New York based Stone Ridge Asset Management, which specialises in investments in insurance-linked securities (ILS) such as catastrophe bonds, investments in sidecars and quota shares, has grown its reinsurance-linked assets to over $1.3 billion in just over one year.
Stone Ridge which was launched in 2012 by former Magnatar Capital co-head of portfolio management Ross Stevens, recently reported its performance for its first two reinsurance-linked ILS funds, the Stone Ridge Reinsurance Risk Premium Fund and the Stone Ridge High Yield Reinsurance Risk Premium Fund.
Stone Ridge reports the performance of these two reinsurance funds, for the period since their launch in February 2013 to the end of October 2013, as being 4.53% and 4.48% for the Class I and M shares of the Stone Ridge Reinsurance Risk Premium Fund and 5.58% and 5.43% for the Class I and M shares of the higher risk strategy Stone Ridge High Yield Reinsurance Risk Premium Fund.
For the Stone Ridge Reinsurance Risk Premium Fund the total assets under management are reported as $510,850,692 at October 31st. The split of investments for this fund is 82% invested in catastrophe bonds (event-linked securities as Stone Ridge terms them), 16% invested in quota shares with just under 2% in cash at the time of reporting.
The Stone Ridge High Yield Reinsurance Risk Premium Fund had total assets under management of $207,228,720 at October 31st. It’s investment portfolio is similarly split, 83% invested in catastrophe bonds and 16% invested in quota shares, with the rest held in cash.
Between these two funds Stone Ridge holds approximately $718.08m of ILS and reinsurance-linked assets.

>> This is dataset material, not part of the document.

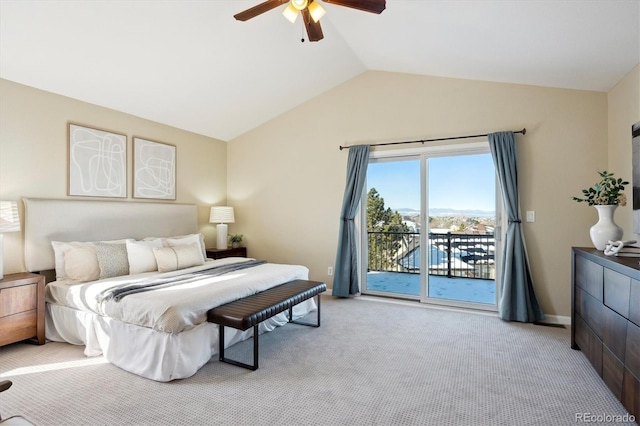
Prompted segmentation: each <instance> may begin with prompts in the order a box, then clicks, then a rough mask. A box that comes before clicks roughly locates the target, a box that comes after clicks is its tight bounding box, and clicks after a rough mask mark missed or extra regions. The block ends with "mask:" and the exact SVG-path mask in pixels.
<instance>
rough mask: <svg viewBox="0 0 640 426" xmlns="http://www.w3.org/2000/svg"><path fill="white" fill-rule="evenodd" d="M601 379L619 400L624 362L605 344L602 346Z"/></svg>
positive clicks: (619, 399)
mask: <svg viewBox="0 0 640 426" xmlns="http://www.w3.org/2000/svg"><path fill="white" fill-rule="evenodd" d="M602 380H604V382H605V384H606V385H607V387H608V388H609V389H610V390H611V392H613V394H614V395H615V396H616V398H618V400H621V399H622V384H623V380H624V364H622V362H621V361H620V360H619V359H618V358H617V357H616V356H615V355H614V354H613V352H611V351H610V350H609V349H607V347H606V346H603V347H602Z"/></svg>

Add in the investment managers new interval fund, the Stone Ridge Reinsurance Risk Premium Interval Fund, for which it capped its initial asset raise at $600m and which launched in early December and it takes Stone Ridge Asset Management ILS and reinsurance-linked assets under management to over $1.3 billion.
This is impressive growth for a start-up asset manager which was launched in late 2012 and only began operating its first reinsurance-linked funds in February 2013. Stone Ridge has an interesting strategy as a manager of mutual funds and by sourcing its investors through strong links with investment advisors and this seems to have given it access to a large pool of capital very quickly. Perhaps helping it to access capital which is not available to most other ILS managers and funds.
CEO Ross Stevens put the firms success, in a letter to its investors, down to its willingness to focus on sectors like reinsurance and its desire not to be distracted by trying to take on too many new opportunities. More specifically, on its reinsurance-linked investment strategies, Stevens acknowledged in the investor letter that the quiet catastrophe loss year has helped Stone Ridge in 2013.
“We got lucky. In our portfolio, there were no hurricanes. There were no earthquakes. There were no equity market crashes. That collective calmness drove the unusually strong risk-adjusted performance of our Reinsurance and Variance Risk Premium funds since launch,” Stevens explains in the letter.
However Stevens rightly points out in the letter that investors cannot expect to be loss free in every year, as is the nature with this type of investment, writing; “In future years, there will be tragic, terrible natural disasters and financial market shocks. The risk premiums we access will not deliver positive returns every year.”
The interval fund, which is structured to allow Stone Ridge to offer a reinsurance-linked investment strategy that invests in more illiquid investments, such as collateralized reinsurance contracts with less transferability, while still offering investors access to regular liquidity opportunities, has only recently launched.
The interval fund had an initial asset cap of $600m but can grow to $1.1 billion if the demand is there, so we could see Stone Ridge’s reinsurance-linked assets under management increase even further over 2014.